Land-use preference analysis

We classified the land at a 2500m radius (incorporating the 95^th percentile of recorded dances) around each site using QGIS v3.0.2 following methods outlined in ²⁸. Briefly, we generated land-use maps (Figure S1) by drawing polygons around habitat patches on a satellite imagery (Bing Maps) base layer and classifying these patches into 33 land-use categories. To ensure that oilseed rape fields (OSR), which may not be detected by satellite imagery, were included in our mapping we additionally performed aerial drone surveys (DJI Phantom 4; DJI, Shenzhen, China; 360° recording from 120m above the hive) at each agricultural site during May (the OSR bloom period).

The strong difference found in foraging distance between urban and agricultural hives led us to investigate which of the land-use types within these differing landscapes received most attention by foraging bees during different seasons (spring: April-May, summer: June-July, autumn: August-September). For each site, we produced a land-use raster of radius 2500m (incorporating the 95^th percentile of recorded dances) and resolution 25m. The raster separated land-use patches into broad categories selected for ecological relevance to pollinator use of the landscape ²⁸, combined from land-use classes in our initial GIS classification. In agricultural landscapes the categories were: built-up, non-agricultural, woodland, arable, pasture, fruit, oilseed rape and other agricultural; in urban landscapes the categories were: continuous urban, dense residential, sparse residential, parks, amenity grassland, railway, woodland and water (including riverbanks).
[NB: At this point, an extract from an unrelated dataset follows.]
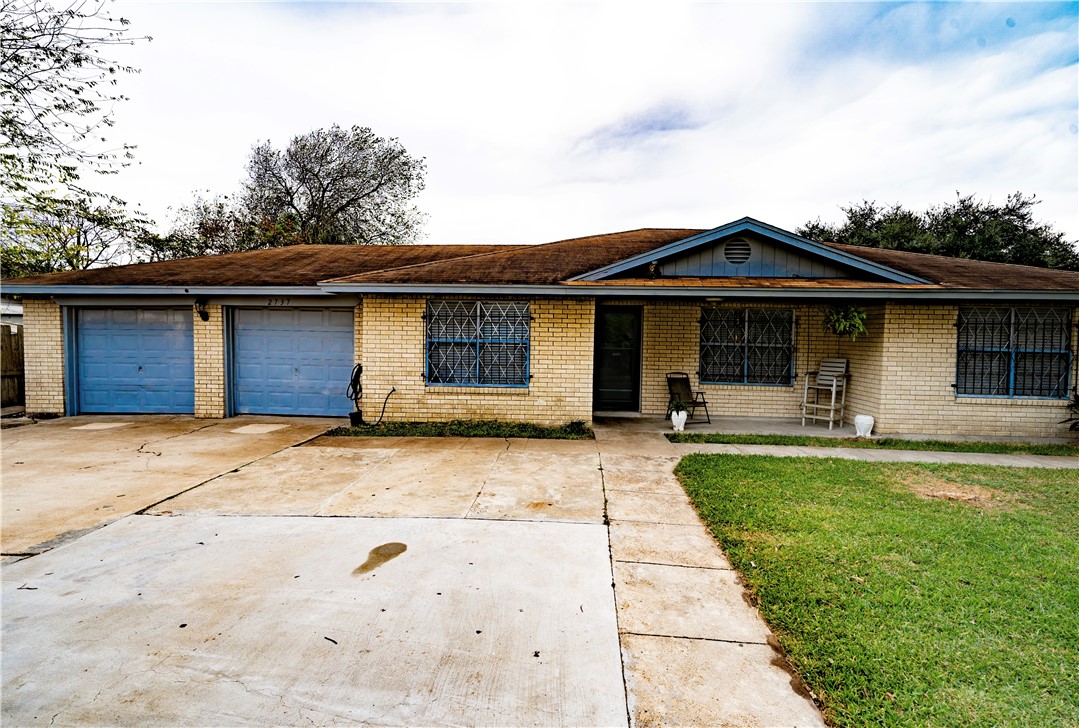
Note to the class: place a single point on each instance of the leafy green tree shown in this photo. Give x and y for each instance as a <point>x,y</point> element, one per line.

For a single site-season combination, we simulated a single foraging location for each recorded dance (mean n=47.86 ±SE 3.22), following methods outlined in²⁹ to incorporate variability in angle and distance communication. Each land-use patch was recorded as visited or not visited by one or more of the simulated foraging visits, along with its land-use type, area and distance of nearest edge to the hive. This was repeated for each site in a landscape-season combination, e.g. spring data for all sites in urban landscapes. This generated a data frame containing the variables land-use patch ID, land-use type, visited (0/1), distance from hive, site ID. A binomial GLMM (logit link function) was constructed with visited as the response and fixed effects of land-use and distance (allowing for an inverse relationship between distance and visit probability; 37) and a random effect of site ID. The adjusted odds ratios (AORs) for visitation of each land-use type relative to the baseline type (selected as the most urban land-use type: “continuous urban” in urban landscapes, “built-up” in agricultural landscape), corrected for distance to the hive, were extracted from the model and stored. This procedure was simulated 1000 times, so that foraging locations reflected the distribution of probabilities defined by the calibration described above. Each iteration generated AORs from the model; the median AOR and 95% confidence intervals (CIs) were extracted. The entire procedure was repeated for each of the six landscape-season combinations. All analyses were conducted in R version 3.2.1 using packages MuMIn ³⁰, circular ³¹, ascii ³², raster ³³, sp ³⁴, rgdal ³⁵, rgeos ³⁶, FSA ³⁷, lme4 ³⁸, beeswarm ³⁹ and Hmisc ⁴⁰. Raw data are archived in Dryad (entry doi: xx.xxxx/dryad.xxxx).